Title | Whose Culture? PDF eBook |
Author | James Cuno |
Publisher | Princeton University Press |
Pages | 233 |
Release | 2012-05-23 |
Genre | Art |
ISBN | 1400833043 |
The international controversy over who "owns" antiquities has pitted museums against archaeologists and source countries where ancient artifacts are found. In his book Who Owns Antiquity?, James Cuno argued that antiquities are the cultural property of humankind, not of the countries that lay exclusive claim to them. Now in Whose Culture?, Cuno assembles preeminent museum directors, curators, and scholars to explain for themselves what's at stake in this struggle--and why the museums' critics couldn't be more wrong. Source countries and archaeologists favor tough cultural property laws restricting the export of antiquities, have fought for the return of artifacts from museums worldwide, and claim the acquisition of undocumented antiquities encourages looting of archaeological sites. In Whose Culture?, leading figures from universities and museums in the United States and Britain argue that modern nation-states have at best a dubious connection with the ancient cultures they claim to represent, and that archaeology has been misused by nationalistic identity politics.

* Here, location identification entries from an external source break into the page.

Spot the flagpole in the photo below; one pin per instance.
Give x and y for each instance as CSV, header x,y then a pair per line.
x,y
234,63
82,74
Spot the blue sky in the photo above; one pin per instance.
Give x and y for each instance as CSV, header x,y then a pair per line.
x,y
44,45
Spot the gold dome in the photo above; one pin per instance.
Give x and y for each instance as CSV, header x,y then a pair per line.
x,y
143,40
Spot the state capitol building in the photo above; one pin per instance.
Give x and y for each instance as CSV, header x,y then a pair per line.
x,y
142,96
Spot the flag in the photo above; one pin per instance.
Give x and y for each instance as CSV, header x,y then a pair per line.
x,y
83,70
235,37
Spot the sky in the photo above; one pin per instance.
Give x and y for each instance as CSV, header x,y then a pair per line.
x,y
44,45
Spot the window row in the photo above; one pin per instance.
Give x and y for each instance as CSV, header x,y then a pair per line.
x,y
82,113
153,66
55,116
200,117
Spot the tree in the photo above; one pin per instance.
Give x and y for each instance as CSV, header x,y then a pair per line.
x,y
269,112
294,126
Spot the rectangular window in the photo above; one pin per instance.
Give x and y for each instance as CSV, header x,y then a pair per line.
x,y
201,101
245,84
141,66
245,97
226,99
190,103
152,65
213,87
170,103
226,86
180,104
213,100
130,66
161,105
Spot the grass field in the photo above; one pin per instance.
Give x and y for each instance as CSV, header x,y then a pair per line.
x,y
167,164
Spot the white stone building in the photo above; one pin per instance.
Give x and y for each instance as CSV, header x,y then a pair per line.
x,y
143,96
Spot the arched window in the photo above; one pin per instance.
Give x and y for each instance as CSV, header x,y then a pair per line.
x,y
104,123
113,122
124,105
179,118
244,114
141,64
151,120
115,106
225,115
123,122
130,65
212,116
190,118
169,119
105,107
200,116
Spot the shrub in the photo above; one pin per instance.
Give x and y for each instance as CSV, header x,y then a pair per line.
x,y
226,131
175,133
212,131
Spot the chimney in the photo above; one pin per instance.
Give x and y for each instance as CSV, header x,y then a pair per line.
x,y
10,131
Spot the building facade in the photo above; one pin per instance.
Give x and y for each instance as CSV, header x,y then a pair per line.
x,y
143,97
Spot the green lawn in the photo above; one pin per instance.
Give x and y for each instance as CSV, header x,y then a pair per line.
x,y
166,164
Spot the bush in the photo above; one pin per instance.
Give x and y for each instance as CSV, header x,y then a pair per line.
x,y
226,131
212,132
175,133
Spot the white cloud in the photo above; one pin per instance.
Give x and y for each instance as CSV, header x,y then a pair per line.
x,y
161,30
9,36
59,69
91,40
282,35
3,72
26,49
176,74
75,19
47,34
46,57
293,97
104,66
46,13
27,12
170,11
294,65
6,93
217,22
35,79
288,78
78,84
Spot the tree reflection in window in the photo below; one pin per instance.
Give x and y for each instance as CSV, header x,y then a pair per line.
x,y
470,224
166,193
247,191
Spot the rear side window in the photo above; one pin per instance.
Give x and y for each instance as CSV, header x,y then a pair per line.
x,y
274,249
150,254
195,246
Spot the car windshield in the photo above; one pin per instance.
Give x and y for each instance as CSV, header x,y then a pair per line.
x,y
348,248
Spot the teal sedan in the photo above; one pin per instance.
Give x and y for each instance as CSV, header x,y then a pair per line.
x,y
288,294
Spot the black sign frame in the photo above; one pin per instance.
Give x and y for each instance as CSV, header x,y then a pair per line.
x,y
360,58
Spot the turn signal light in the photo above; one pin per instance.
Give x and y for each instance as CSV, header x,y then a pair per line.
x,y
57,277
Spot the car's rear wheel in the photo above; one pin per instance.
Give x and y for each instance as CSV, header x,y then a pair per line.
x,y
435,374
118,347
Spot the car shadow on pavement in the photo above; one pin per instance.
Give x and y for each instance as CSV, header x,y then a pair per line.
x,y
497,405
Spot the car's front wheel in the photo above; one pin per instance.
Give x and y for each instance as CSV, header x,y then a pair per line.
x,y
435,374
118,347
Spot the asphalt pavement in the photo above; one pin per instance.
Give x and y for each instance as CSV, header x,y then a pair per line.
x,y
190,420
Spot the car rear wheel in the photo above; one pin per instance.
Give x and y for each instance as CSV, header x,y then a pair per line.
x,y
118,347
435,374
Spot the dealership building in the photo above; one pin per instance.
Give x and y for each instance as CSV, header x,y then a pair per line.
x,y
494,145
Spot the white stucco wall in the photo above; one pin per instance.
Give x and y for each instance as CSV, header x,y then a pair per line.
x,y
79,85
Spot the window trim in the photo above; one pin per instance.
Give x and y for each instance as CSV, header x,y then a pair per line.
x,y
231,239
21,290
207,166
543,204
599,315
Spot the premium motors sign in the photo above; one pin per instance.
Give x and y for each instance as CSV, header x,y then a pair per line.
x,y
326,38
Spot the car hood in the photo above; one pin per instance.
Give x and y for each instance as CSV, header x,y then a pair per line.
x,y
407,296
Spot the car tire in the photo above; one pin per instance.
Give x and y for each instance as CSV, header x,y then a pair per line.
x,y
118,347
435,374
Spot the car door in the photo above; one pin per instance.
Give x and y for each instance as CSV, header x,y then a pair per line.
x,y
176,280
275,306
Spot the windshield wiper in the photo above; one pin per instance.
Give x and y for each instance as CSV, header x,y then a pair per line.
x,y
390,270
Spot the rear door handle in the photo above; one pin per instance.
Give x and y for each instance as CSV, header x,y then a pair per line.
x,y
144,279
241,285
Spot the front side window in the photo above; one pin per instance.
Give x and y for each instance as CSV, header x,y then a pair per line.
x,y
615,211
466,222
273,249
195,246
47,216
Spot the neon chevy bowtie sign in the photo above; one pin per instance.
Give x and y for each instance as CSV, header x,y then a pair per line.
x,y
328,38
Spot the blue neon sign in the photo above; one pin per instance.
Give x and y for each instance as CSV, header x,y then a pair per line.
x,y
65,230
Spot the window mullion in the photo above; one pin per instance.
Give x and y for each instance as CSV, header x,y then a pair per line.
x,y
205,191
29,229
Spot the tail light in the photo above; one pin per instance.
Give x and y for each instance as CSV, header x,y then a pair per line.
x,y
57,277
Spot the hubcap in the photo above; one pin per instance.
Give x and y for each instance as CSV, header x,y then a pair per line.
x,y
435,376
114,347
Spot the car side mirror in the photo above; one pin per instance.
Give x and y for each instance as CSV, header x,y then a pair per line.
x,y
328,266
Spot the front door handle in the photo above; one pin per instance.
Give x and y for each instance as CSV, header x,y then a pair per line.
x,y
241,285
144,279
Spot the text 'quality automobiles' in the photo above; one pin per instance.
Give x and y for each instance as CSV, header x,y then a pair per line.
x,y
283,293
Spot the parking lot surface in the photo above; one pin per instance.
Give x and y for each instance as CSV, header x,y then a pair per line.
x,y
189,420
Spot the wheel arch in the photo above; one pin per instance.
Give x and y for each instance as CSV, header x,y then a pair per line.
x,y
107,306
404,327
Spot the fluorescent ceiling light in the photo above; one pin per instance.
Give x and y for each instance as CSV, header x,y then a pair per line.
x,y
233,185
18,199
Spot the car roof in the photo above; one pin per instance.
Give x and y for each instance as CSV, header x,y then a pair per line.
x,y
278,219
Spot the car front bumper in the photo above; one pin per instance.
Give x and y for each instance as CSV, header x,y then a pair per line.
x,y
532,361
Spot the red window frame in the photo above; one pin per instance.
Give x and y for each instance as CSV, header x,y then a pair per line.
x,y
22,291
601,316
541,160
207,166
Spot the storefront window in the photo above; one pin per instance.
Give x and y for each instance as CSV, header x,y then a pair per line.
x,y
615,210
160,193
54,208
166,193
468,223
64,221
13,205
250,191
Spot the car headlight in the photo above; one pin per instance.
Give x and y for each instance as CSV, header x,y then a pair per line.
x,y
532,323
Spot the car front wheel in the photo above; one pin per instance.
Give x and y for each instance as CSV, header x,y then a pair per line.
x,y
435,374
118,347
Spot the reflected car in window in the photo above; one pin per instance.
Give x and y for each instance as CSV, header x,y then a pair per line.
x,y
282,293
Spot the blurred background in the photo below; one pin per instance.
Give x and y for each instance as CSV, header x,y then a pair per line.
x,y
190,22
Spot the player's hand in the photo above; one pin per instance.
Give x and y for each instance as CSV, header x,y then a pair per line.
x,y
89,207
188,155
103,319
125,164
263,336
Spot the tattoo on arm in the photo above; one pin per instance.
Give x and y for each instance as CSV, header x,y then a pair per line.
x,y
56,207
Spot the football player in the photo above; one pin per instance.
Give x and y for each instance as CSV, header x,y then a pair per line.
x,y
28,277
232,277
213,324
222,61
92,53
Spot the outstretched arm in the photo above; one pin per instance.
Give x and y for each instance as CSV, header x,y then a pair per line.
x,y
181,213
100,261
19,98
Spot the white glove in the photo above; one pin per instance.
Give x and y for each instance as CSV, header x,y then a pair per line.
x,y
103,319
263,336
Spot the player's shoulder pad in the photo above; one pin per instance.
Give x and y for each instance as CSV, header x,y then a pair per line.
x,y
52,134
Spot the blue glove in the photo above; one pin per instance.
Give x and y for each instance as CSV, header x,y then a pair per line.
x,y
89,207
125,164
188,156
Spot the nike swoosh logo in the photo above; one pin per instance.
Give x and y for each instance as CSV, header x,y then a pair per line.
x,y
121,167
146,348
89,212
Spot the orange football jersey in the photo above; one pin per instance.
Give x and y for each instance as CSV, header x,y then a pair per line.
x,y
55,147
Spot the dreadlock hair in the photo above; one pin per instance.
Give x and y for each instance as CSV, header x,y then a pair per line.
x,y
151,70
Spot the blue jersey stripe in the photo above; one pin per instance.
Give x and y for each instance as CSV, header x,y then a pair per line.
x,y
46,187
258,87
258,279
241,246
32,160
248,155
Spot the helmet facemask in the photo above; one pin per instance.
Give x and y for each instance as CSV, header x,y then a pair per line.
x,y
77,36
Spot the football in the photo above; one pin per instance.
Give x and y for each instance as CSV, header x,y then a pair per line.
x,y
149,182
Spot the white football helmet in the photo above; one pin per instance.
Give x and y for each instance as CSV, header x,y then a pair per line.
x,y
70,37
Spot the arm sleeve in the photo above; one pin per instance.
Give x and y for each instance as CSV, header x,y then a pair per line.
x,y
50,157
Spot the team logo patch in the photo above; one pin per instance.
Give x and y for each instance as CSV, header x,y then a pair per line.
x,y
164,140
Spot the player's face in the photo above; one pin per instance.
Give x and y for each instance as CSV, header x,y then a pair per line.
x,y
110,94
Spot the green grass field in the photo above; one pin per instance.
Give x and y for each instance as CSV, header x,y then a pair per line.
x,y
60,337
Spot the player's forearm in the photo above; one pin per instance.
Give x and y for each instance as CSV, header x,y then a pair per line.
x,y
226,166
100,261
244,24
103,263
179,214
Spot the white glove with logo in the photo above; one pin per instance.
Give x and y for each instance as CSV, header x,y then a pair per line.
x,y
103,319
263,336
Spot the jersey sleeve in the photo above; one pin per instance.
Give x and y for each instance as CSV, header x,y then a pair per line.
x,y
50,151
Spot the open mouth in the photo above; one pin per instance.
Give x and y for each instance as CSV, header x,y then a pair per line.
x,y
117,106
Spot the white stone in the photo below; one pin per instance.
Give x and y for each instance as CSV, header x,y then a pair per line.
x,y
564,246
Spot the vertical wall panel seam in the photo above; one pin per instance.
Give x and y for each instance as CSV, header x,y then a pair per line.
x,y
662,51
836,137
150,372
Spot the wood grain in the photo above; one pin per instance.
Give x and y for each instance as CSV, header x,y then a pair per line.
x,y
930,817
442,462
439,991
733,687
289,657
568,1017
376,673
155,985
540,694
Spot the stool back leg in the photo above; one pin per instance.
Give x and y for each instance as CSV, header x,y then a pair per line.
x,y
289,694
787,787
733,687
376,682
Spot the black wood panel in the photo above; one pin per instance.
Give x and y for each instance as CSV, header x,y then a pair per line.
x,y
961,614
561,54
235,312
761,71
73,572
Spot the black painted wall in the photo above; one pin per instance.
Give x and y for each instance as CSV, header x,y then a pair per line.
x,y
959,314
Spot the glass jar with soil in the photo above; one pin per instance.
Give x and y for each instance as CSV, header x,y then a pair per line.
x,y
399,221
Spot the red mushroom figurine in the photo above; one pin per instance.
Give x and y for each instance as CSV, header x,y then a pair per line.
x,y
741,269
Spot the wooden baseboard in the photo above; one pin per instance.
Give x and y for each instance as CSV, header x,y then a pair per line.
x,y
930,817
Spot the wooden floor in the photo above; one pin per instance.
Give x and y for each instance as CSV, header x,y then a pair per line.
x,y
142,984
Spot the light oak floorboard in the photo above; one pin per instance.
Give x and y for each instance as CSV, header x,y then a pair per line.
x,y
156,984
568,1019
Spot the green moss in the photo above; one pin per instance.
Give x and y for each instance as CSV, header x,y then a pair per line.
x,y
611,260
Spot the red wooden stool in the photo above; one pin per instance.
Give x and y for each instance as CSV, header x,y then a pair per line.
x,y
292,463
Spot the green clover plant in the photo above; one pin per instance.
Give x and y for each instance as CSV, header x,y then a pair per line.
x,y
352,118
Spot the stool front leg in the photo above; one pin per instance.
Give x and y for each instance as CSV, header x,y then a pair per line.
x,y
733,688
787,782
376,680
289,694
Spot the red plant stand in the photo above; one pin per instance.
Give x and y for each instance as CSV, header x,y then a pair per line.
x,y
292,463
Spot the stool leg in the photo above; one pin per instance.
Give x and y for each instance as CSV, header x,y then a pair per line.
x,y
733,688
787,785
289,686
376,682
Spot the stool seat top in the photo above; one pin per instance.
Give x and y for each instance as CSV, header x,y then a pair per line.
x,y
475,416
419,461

They explain why exhibition is essential to responsible acquisitions, why our shared art heritage trumps nationalist agendas, why restrictive cultural property laws put antiquities at risk from unstable governments--and more. Defending the principles of art as the legacy of all humankind and museums as instruments of inquiry and tolerance, Whose Culture? brings reasoned argument to an issue that for too long has been distorted by politics and emotionalism. In addition to the editor, the contributors are Kwame Anthony Appiah, Sir John Boardman, Michael F. Brown, Derek Gillman, Neil MacGregor, John Henry Merryman, Philippe de Montebello, David I. Owen, and James C. Y. Watt.